Well, we know the answer: first, most people in Britain are functioning atheists, and so the Saviour scarcely is the first thing on their postprandial minds as they unbuckle their belts. And, second, it is surely what is served with the turkey that maintains its survival at the centre of our Christmas lunches – whether it’s the roasted ham or potatoes, the ingeniously cooked stuffing, the pigs in blankets, the richly buttered vegetables or cranberry sauce. A modern Christmas dinner is as much about the turkey itself as Strictly is about the Charleston or Argentine Tango; the foul is merely a foil and, because we only have it once a year, it’s become a novelty, one we can usually just about tolerate.
That turkey’s greatest culinary destiny is to be smothered in Hellmann’s mayonnaise on Boxing Day reveals its intrinsic gastronomic worth: it is a vehicle for eating emulsified rapeseed oil flavoured with egg, vinegar and lemon juice concentrate… and delicious it is too.
Beef, lamb, pork, duck or goose or indeed any number of other Christmas lunch options are at their best when served at the dining table rather than eaten furtively, direct from the fridge.

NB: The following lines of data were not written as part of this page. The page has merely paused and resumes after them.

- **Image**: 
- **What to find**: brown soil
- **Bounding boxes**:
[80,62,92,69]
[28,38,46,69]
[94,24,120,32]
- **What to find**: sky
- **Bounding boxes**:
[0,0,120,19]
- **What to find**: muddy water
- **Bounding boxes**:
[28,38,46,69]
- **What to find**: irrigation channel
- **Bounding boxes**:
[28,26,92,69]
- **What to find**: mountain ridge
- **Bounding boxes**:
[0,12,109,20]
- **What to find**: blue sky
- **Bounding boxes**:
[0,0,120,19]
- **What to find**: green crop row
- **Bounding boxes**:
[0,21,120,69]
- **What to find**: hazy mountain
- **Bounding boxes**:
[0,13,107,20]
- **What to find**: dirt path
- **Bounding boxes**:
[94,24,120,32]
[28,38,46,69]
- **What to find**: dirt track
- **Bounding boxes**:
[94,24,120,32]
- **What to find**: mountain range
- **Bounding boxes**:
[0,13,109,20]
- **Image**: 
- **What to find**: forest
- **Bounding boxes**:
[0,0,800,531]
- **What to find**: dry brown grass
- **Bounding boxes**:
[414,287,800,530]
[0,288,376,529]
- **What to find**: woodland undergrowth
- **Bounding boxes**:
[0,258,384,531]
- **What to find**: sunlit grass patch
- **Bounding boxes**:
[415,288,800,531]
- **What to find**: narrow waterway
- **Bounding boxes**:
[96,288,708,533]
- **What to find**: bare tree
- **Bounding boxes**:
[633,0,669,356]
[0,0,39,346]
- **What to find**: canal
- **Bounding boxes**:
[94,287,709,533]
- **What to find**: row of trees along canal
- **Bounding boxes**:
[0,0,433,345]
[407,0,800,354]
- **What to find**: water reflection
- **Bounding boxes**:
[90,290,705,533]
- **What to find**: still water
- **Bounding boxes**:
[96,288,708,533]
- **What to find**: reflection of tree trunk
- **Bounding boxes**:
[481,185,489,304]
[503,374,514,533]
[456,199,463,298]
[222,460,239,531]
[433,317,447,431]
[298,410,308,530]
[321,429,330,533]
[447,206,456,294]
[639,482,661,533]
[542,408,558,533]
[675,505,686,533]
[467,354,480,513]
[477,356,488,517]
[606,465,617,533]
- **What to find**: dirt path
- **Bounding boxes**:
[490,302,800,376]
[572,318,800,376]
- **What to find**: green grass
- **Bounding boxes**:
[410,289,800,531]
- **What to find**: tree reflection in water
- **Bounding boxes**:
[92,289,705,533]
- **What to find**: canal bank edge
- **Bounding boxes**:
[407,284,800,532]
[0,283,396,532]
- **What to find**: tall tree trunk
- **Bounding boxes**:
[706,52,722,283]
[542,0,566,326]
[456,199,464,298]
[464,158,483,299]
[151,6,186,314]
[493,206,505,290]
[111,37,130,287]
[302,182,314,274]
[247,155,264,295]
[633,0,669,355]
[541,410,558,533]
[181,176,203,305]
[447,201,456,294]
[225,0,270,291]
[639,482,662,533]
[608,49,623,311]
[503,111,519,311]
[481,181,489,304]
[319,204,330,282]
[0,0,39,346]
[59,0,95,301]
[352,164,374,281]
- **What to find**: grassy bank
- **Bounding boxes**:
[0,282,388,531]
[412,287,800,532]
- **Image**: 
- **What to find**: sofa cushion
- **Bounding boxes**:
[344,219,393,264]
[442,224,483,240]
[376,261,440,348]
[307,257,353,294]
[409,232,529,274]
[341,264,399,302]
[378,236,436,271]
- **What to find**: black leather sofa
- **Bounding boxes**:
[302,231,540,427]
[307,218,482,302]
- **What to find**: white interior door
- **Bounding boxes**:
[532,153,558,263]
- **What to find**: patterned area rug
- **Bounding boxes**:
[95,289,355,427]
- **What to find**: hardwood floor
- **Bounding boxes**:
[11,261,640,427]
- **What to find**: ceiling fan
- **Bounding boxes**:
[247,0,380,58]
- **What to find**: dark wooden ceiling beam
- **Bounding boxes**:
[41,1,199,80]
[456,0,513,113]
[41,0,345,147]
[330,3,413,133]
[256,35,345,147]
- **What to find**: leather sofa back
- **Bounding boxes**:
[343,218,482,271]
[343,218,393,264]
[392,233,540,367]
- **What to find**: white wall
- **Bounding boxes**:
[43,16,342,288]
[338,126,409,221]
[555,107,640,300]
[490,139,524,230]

Dare I say it, even chicken – the Ford Fiesta of the animal kingdom – boasts a superior flavour and texture. And let us not forget that the turkey is also an extremely ugly bird, perhaps the only denizen of the animal kingdom that resembles road kill even while it’s still very much alive. It’s basically a walking biopsy.
Once upon a time, turkey made sense because of our enormous Victorian families. But for the modern nuclear family with perhaps a grandparent in tow – turkey is not only tasteless, but it’s far, far too big. At seven or eight kilos for even a small bird (which will set you back perhaps £70 or £80), you have the equivalent in chicken terms of about four birds, yet with an eighth of the flavour.
Even if you buy the most stunted bird you can, you have days ahead of you, where all it’s good for is polishing off yet another jar of emulsified rapeseed oil mixed with egg and vinegar. And yet, it remains the Christmas staple. What proportion of the ten million or so British turkeys that are slaughtered for the annual festive binge is actually eaten, rather than thrown away? Or turned to rancid coronation turkey or frozen with good intentions, only to be wasted later when discovered buried at the back of the freezer?
And that’s why I think we should slay this Dickensian goose once and for all and authorise the publishers of A Christmas Carol – like those who would seek to posthumously edit Agatha Christie, Roald Dahl or Ian Fleming – to rewrite the ending of the book so Scrooge sends something different to Bob Cratchit and his enormous brood. The truth is a goose would have done the hungry Cratchits better — cooked, it’s packed with more calories per 100g than turkey has, and it’s got the same if not more goodness when you look at the vitamin count, not to mention oodles more flavour. It’s also got buckets of fat for roast potatoes.